Applying for a job online allows for a lot more background questions than you might expect even after the resume is turned in -- and not all of them are directly related to your past employment. Included in that list might be something like this: “are you a protected veteran?”
Even as veterans, we may not be aware of our status, how we attained it or what it means to be protected.
According to the Department of Labor, a protected veteran falls under the Vietnam Era Veterans’ Readjustment Assistance Act of 1974 (VEVRAA). Even if you weren’t old enough to serve in 1974 or aren’t a Vietnam veteran, hang on -- you might still be protected.
As you may or may not know, returning Vietnam veterans weren’t always welcomed home the way we welcome U.S. troops coming home from Iraq or Afghanistan. The Vietnam-era of veteran experienced a lot of discrimination in employment. These days, veterans still experience discrimination. This includes:
- Disabled veterans
- Recently-separated veterans
- A veteran who received a service medal
- Veterans who served during wartime or received a campaign medal
Under VEVRAA, the criteria for protected status includes Gulf War-era veterans, an era which starts on Aug. 2, 1990 and does not yet have a fixed end date.
VEVRAA was designed to help these protected vets gain employment and keep their jobs without facing discrimination. It even allowed for businesses to make “reasonable accommodations” to help disabled veterans apply for jobs.
How “Protected Veteran Status” Works
You cannot be denied employment, harassed, demoted, terminated, paid less or treated less favorably because of your veteran status. If you are an employee and a disabled veteran you can request “reasonable accommodation.” That accommodation allows you to “perform your job, and must be provided by your employer unless doing so would cause the employer significant difficulty or expense.”
Reasonable accommodations include providing written materials in braille for the blind, modifying equipment for disabled use or having a sign language interpreter on hand for important communications. Those are just a few examples, and is not a complete list of accommodations.
What Employers Must Obey Protected Veteran Status Rules?
While all employers must abide by the laws of the Uniformed Services Employment and Reemployment Rights Act (USERRA), which mandates that all activated reservists cannot be terminated from employment as a result of being activated for service, not all are required to abide by VEVRAA.
Employers working with the federal government or having a certain dollar amount in federal contracts are required to comply with the legislation -- this includes their subcontractors.
Does self-identifying as a disabled veteran hurt your chances of getting the job? Probably not. Under VEVRAA employers must not only ask veterans to self-identify, but also take affirmative action to recruit and hire protected veterans.
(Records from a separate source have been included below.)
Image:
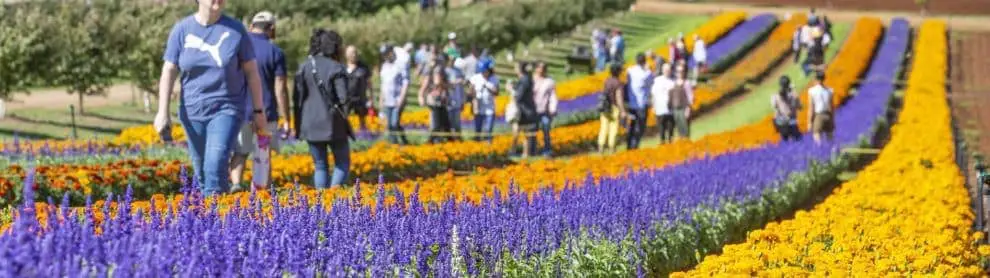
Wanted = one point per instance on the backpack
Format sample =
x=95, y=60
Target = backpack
x=333, y=103
x=356, y=91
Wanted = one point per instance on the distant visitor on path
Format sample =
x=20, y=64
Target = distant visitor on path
x=392, y=100
x=216, y=60
x=662, y=86
x=358, y=86
x=612, y=109
x=321, y=108
x=820, y=115
x=433, y=94
x=700, y=56
x=617, y=47
x=599, y=43
x=681, y=99
x=640, y=82
x=456, y=97
x=545, y=98
x=271, y=69
x=452, y=50
x=484, y=89
x=786, y=105
x=522, y=96
x=814, y=38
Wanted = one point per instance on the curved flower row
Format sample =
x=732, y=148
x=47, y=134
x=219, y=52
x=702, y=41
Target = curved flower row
x=566, y=90
x=395, y=162
x=452, y=239
x=752, y=66
x=537, y=175
x=906, y=214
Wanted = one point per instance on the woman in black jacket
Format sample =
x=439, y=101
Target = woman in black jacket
x=522, y=94
x=321, y=107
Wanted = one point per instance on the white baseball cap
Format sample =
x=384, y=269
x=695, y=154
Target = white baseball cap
x=264, y=17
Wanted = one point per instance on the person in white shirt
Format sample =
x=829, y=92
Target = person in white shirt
x=700, y=59
x=484, y=89
x=455, y=102
x=403, y=57
x=820, y=115
x=617, y=47
x=640, y=79
x=545, y=98
x=394, y=86
x=660, y=92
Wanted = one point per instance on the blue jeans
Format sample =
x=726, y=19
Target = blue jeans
x=210, y=145
x=341, y=162
x=394, y=121
x=454, y=116
x=545, y=124
x=484, y=123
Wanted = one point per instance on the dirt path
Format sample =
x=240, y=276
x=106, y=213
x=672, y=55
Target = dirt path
x=58, y=98
x=956, y=23
x=936, y=7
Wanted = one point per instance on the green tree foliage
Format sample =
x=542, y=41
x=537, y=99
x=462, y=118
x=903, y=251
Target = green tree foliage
x=24, y=48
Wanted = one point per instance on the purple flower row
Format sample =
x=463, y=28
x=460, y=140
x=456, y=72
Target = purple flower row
x=731, y=44
x=351, y=240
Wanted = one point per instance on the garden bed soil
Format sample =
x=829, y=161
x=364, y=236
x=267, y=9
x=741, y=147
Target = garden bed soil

When VEVRAA was expanded in 2014, the unemployment rate for veterans was an estimated two percentage points higher for veterans than it was for nonveterans, according to the Bureau of Labor Statistics. Before the COVID-19 pandemic of 2020, the veteran unemployment rate was just 2.9%, lower than the overall rate of 3.5%.
Not a bad outcome.
Employers must make their workplaces open to Department of Labor inspectors to ensure compliance with VEVRAA. If a veteran feels he or she has been discriminated against despite VEVRAA, they can file a claim with the Office of Federal Contract Compliance Programs (OFCCP). Employers are also blocked from taking retaliatory action against a protected veteran filing a complaint with the OFCCP.